HESI LPN
Adult Health 2 Final Exam
1. A client admitted to the hospital with advanced liver failure related to chronic alcoholism is exhibiting ascites and edema. Which pathophysiological mechanisms should the nurse identify as responsible for the third spacing symptoms? (Select all that apply.)
- A. Portal hypertension.
- B. Sodium and water retention.
- C. Decreased serum albumin.
- D. All of the above
Correct answer: D
Rationale: In advanced liver failure related to chronic alcoholism, ascites and edema occur due to multiple pathophysiological mechanisms. Portal hypertension contributes to the development of ascites by increasing pressure in the portal venous system. Sodium and water retention exacerbate fluid accumulation in the third space. Decreased serum albumin levels lead to reduced oncotic pressure, contributing to the movement of fluid into the interstitial spaces. Abnormal protein metabolism further disrupts fluid balance. Therefore, all of the options (A, B, and C) are correct in this scenario, making choice D the correct answer. Choices A, B, and C alone do not fully explain the comprehensive pathophysiological mechanisms involved in the development of ascites and edema in this clinical context.
2. A terminally ill male client and his family request hospice care after discharge. What aspect of care should the nurse indicate is the focus of hospice?
- A. Enhance symptom management to improve end-of-life quality
- B. Facilitate assisted suicide with the client's consent
- C. Offer ways to postpone the death experience at home
- D. Provide training for family members to care for the client
Correct answer: A
Rationale: The correct answer is A. Hospice care focuses on enhancing symptom management to improve the end-of-life quality for terminally ill patients and their families. Hospice aims to provide comfort, dignity, and support during the end-of-life journey. Choice B is incorrect as hospice care does not involve assisted suicide but focuses on providing palliative care. Choice C is incorrect as hospice care does not aim to postpone the death experience but rather to provide support and comfort during this time. Choice D is incorrect as while hospice care may involve educating family members on caring for the client, the primary focus is on symptom management and quality of life.
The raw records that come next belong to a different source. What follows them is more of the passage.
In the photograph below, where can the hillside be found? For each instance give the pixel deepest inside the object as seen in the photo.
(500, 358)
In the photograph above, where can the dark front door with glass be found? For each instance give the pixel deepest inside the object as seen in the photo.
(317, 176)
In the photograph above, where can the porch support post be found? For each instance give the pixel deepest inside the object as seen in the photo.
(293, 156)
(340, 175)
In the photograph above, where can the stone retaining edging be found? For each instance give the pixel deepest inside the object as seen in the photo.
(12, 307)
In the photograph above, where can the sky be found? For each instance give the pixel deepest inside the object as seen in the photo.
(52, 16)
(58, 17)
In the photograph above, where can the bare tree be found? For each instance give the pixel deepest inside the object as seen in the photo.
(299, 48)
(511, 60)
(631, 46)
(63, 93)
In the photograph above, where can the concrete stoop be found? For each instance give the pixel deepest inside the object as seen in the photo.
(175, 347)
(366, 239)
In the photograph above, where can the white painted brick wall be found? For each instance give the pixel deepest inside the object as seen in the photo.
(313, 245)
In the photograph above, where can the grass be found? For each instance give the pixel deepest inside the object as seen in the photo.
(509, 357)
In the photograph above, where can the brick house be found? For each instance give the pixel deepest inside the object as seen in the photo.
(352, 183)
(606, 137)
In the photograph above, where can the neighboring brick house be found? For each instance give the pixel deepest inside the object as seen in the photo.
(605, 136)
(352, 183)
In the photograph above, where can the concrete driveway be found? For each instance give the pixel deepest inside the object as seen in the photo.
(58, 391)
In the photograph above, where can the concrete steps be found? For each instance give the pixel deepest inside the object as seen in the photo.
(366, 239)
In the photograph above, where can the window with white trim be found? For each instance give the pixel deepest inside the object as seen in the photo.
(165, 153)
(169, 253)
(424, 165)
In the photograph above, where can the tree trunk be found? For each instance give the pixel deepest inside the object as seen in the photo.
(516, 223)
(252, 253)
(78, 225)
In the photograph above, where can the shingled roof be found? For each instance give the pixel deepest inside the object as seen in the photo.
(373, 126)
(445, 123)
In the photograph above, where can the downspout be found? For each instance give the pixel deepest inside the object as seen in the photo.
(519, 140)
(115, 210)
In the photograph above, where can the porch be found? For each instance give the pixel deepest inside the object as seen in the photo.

3. A client with a history of hypertension is prescribed lisinopril. Which potential side effect should the nurse monitor for?
- A. Hypokalemia
- B. Hyperglycemia
- C. Persistent cough
- D. Tachycardia
Correct answer: C
Rationale: The correct answer is C: Persistent cough. Lisinopril is an ACE inhibitor commonly associated with a persistent dry cough as a side effect. This cough is thought to result from increased bradykinin levels. Choices A, B, and D are incorrect. Hypokalemia is not a common side effect of lisinopril; in fact, it may lead to hyperkalemia. Hyperglycemia is not a typical side effect of lisinopril use. Tachycardia is also not a common side effect associated with ACE inhibitors like lisinopril.
4. The nurse is with a client when the healthcare provider explains that the biopsy classifies the results as a T1N0M0 tumor. What response should the nurse provide first?
- A. The letters represent tumor size, node involvement, and metastasis in cancer staging.
- B. The letters stand for tumor size, node involvement, and metastasis.
- C. Let me explain the cancer staging to you.
- D. Would you like further clarification on the tumor staging?
Correct answer: B
Rationale: Choice B is the correct answer as it accurately explains that the letters T, N, and M in cancer staging represent tumor size, node involvement, and metastasis, respectively. Understanding this staging system helps the client comprehend the extent and severity of the disease. Choices A, C, and D are incorrect. Choice A has the correct information but is not the most precise response. Choice C is vague and does not directly address the client's need for clarification. Choice D offers further clarification without directly addressing the initial explanation provided by the healthcare provider.
5. During a home visit, a nurse finds that an elderly client is having trouble remembering to take their medications. What is the best intervention?
- A. Set up a pill organizer
- B. Involve family members in care
- C. Arrange for a home health aide
- D. Implement all of the above
Correct answer: D
Rationale: The best intervention when an elderly client is having trouble remembering to take their medications is to implement all of the above options. Setting up a pill organizer helps in organizing and remembering medication schedules. Involving family members in care ensures additional support and reminders. Arranging for a home health aide can provide direct assistance and supervision. Implementing all these strategies together can significantly improve medication adherence, especially in clients with memory issues. Each option plays a crucial role in addressing different aspects of the problem, making 'Implement all of the above' the most comprehensive and effective choice.